# Intel Core Duo T2400 vs. Intel Core Duo 2 T2390



## alansupra94

Which is faster and why? I have both and I am wondering what will be faster?

Thanks
Alan


----------



## jdbennet

The core is an older chip. its not 64 bit, so its not futureproofed. Also, its slow as it doesnt have its own memory unit on the chip itself, which also makes it terribly slow for floating point calculations,

The core2 is newer, supports 64 bit, and fixes many of the shortcomings of the original core.

Go for the core2.


----------



## TrainTrackHack

jdbennet said:


> The core is an older chip. its not 64 bit, so its not futureproofed. Also, its slow as it doesnt have its own memory unit on the chip itself, which also makes it terribly slow for floating point calculations,
> 
> The core2 is newer, supports 64 bit, and fixes many of the shortcomings of the original core.
> 
> Go for the core2.



Yes, go for core 2, but... what do you mean it doesn't have its own memory unit? All CPUs have some kind of cache, and only AMD CPUs have onboard memory controllers. Also, memory speed is a minor factor as far as floating-point calculations are concerned.


----------



## jdbennet

http://www.anandtech.com/cpuchipsets/showdoc.aspx?i=2808&p=4

look here


----------



## TrainTrackHack

jdbennet said:


> http://www.anandtech.com/cpuchipsets/showdoc.aspx?i=2808&p=4
> 
> look here



I looked there, but learned nothing new. Care to explain/give a quote?


----------



## jdbennet

Go at it at the point of view of a low level ASM programmer...

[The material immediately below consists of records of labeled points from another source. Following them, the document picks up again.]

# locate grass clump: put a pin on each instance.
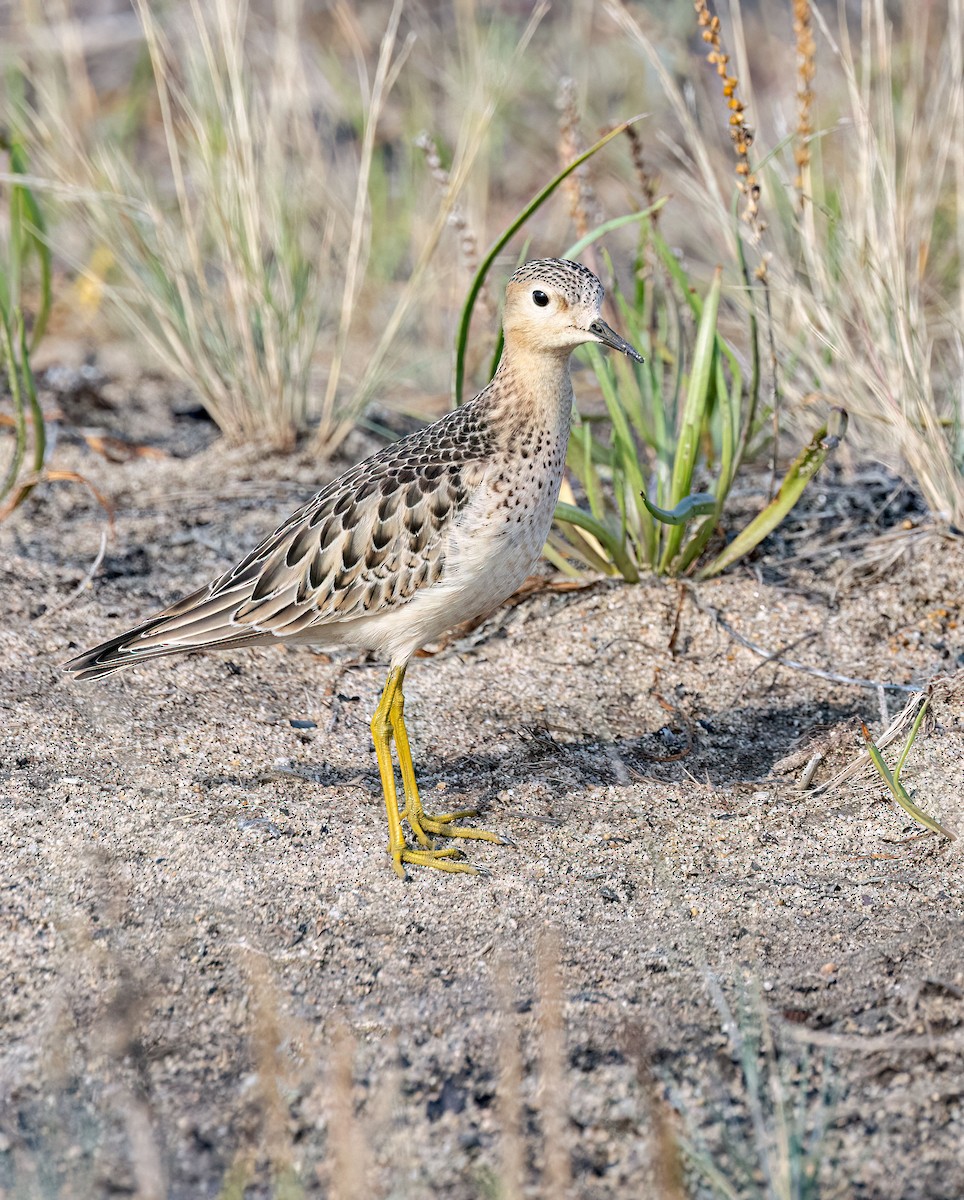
(777, 1116)
(856, 268)
(238, 225)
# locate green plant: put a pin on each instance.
(250, 256)
(860, 255)
(776, 1116)
(892, 778)
(25, 246)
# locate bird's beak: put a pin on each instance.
(600, 330)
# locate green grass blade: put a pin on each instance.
(911, 737)
(699, 504)
(568, 514)
(600, 231)
(19, 413)
(800, 474)
(899, 792)
(534, 204)
(36, 412)
(33, 234)
(694, 412)
(560, 561)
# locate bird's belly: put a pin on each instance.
(492, 551)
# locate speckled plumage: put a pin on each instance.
(429, 532)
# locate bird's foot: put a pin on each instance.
(448, 859)
(441, 825)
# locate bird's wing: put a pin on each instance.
(364, 544)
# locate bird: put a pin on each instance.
(432, 531)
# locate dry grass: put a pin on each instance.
(862, 244)
(237, 229)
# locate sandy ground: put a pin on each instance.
(213, 984)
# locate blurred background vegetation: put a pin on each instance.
(283, 204)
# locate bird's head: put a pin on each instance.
(552, 305)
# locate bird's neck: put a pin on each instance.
(531, 390)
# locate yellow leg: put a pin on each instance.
(382, 727)
(423, 825)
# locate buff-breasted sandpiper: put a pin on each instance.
(432, 531)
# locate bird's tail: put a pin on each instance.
(198, 622)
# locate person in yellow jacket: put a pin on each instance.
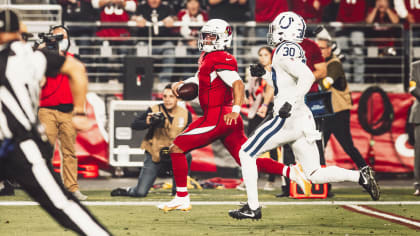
(339, 123)
(164, 122)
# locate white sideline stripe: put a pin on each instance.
(384, 215)
(205, 203)
(53, 191)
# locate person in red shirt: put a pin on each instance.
(382, 13)
(351, 37)
(221, 93)
(55, 113)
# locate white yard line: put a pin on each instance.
(198, 203)
(412, 223)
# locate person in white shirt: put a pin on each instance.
(292, 123)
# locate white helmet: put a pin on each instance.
(221, 32)
(287, 26)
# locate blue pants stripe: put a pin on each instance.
(267, 137)
(259, 134)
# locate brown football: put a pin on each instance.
(188, 91)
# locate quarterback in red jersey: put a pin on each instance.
(219, 84)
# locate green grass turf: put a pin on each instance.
(213, 220)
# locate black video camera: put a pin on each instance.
(50, 40)
(157, 120)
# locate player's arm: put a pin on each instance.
(320, 71)
(232, 79)
(414, 87)
(305, 78)
(177, 85)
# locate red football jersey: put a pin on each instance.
(212, 90)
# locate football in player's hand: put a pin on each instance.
(188, 91)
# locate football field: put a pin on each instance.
(349, 212)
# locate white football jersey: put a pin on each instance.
(290, 76)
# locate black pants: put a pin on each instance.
(339, 125)
(28, 163)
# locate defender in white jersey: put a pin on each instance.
(292, 122)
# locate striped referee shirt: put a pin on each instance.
(21, 70)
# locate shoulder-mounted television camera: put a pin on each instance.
(157, 119)
(51, 41)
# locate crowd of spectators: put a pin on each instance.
(166, 12)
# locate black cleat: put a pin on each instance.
(367, 180)
(119, 192)
(246, 213)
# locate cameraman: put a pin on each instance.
(164, 121)
(24, 151)
(55, 112)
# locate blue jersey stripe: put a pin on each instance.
(274, 78)
(267, 137)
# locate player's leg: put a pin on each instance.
(343, 135)
(307, 154)
(266, 137)
(147, 177)
(31, 170)
(197, 135)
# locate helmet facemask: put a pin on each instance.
(287, 26)
(216, 35)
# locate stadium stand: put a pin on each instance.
(105, 59)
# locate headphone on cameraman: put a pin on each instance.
(52, 28)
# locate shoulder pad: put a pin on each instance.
(222, 57)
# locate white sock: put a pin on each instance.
(250, 176)
(332, 174)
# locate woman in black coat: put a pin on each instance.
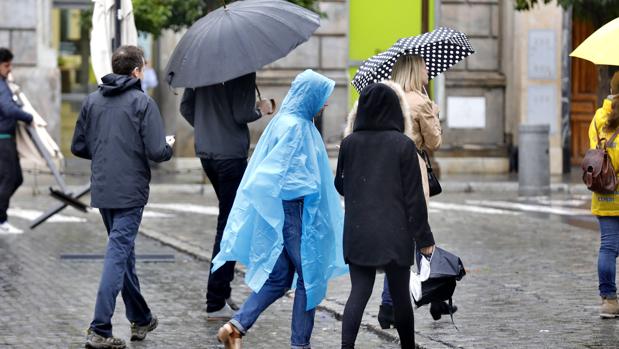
(386, 212)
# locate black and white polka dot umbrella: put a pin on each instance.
(440, 49)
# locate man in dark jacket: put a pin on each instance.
(220, 114)
(120, 129)
(10, 170)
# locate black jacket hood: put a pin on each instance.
(115, 84)
(379, 110)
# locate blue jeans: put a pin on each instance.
(119, 271)
(607, 259)
(280, 280)
(225, 176)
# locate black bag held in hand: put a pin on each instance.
(598, 171)
(445, 269)
(434, 185)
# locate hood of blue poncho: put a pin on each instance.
(308, 94)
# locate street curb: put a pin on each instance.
(326, 306)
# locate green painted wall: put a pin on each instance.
(376, 25)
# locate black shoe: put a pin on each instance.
(138, 333)
(440, 308)
(385, 316)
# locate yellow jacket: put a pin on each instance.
(605, 204)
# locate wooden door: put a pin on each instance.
(584, 94)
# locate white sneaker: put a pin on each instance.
(232, 304)
(223, 314)
(6, 228)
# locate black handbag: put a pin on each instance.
(433, 183)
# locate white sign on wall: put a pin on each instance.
(466, 112)
(542, 55)
(542, 106)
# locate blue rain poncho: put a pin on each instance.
(290, 161)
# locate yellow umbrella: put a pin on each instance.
(601, 47)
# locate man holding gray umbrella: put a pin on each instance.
(219, 114)
(216, 61)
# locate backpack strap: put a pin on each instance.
(612, 138)
(597, 133)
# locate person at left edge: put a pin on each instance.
(10, 170)
(119, 129)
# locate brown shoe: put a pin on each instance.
(229, 336)
(609, 309)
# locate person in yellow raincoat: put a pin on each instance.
(606, 206)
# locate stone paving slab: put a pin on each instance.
(531, 280)
(46, 301)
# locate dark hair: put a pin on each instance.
(126, 58)
(5, 55)
(613, 119)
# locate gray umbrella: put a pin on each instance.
(238, 39)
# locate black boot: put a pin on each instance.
(440, 308)
(385, 316)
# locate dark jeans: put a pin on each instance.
(607, 259)
(280, 281)
(362, 280)
(10, 174)
(119, 271)
(225, 176)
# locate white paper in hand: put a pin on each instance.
(417, 279)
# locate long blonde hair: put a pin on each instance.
(613, 119)
(407, 72)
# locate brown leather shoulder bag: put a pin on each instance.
(598, 171)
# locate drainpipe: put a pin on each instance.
(117, 31)
(566, 87)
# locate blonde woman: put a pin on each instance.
(411, 74)
(606, 206)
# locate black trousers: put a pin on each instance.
(10, 174)
(362, 279)
(225, 176)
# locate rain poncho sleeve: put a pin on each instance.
(290, 161)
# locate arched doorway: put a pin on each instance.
(585, 83)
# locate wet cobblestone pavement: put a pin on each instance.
(531, 279)
(47, 301)
(531, 283)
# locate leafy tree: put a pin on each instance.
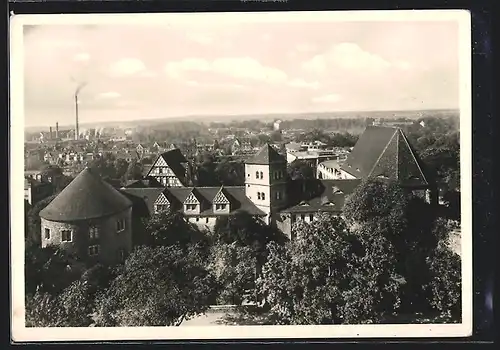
(120, 168)
(159, 286)
(42, 310)
(49, 269)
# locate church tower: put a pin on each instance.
(265, 181)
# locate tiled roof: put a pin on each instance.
(324, 195)
(266, 155)
(86, 197)
(384, 152)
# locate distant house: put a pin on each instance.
(170, 168)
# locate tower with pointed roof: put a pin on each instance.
(265, 180)
(89, 218)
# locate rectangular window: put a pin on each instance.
(94, 250)
(93, 233)
(66, 236)
(120, 225)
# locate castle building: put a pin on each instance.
(74, 218)
(89, 218)
(171, 169)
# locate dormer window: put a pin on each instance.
(120, 225)
(220, 206)
(93, 232)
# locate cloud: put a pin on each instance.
(108, 95)
(330, 98)
(300, 83)
(349, 56)
(235, 67)
(127, 66)
(81, 57)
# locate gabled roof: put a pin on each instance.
(266, 155)
(86, 197)
(143, 183)
(384, 152)
(175, 161)
(328, 195)
(194, 197)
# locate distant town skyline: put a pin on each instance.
(217, 67)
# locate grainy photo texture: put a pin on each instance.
(305, 173)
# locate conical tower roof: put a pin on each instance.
(86, 197)
(266, 155)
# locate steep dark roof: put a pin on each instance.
(86, 197)
(143, 183)
(384, 152)
(327, 195)
(235, 194)
(266, 155)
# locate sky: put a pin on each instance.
(218, 67)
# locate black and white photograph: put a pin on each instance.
(241, 175)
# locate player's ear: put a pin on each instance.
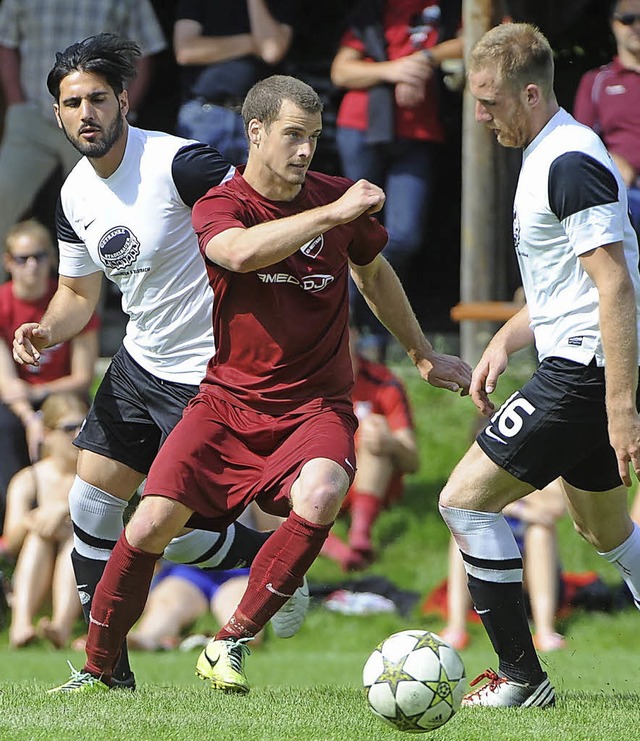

The core is slower than the core2 at doing floating point calculations due to the fact that it has only a single FPU and SSE unit. This makes a big difference in games. Due to the fact this single unit is shared between the two cores, and intek chips dont have an onboard MMU, it is very slow because its a bottleneck as everything has to up via the northbridge and then back into the other core. If both threads try to do FP calculations, it grinds to a halt.

The core2 adds more FPUs and SSE units , which reduces this bottleneck. Also it has an extra ALU which speeds up tasks which make use of two threads (many games use one thread to perform one calculation, and another to do a seperate one, then they want to do something with the results. As the core2 has 3 ALUs as opposed to two, this makes it much faster as it allows complex calculations without having to put the result in main memory or on the stack.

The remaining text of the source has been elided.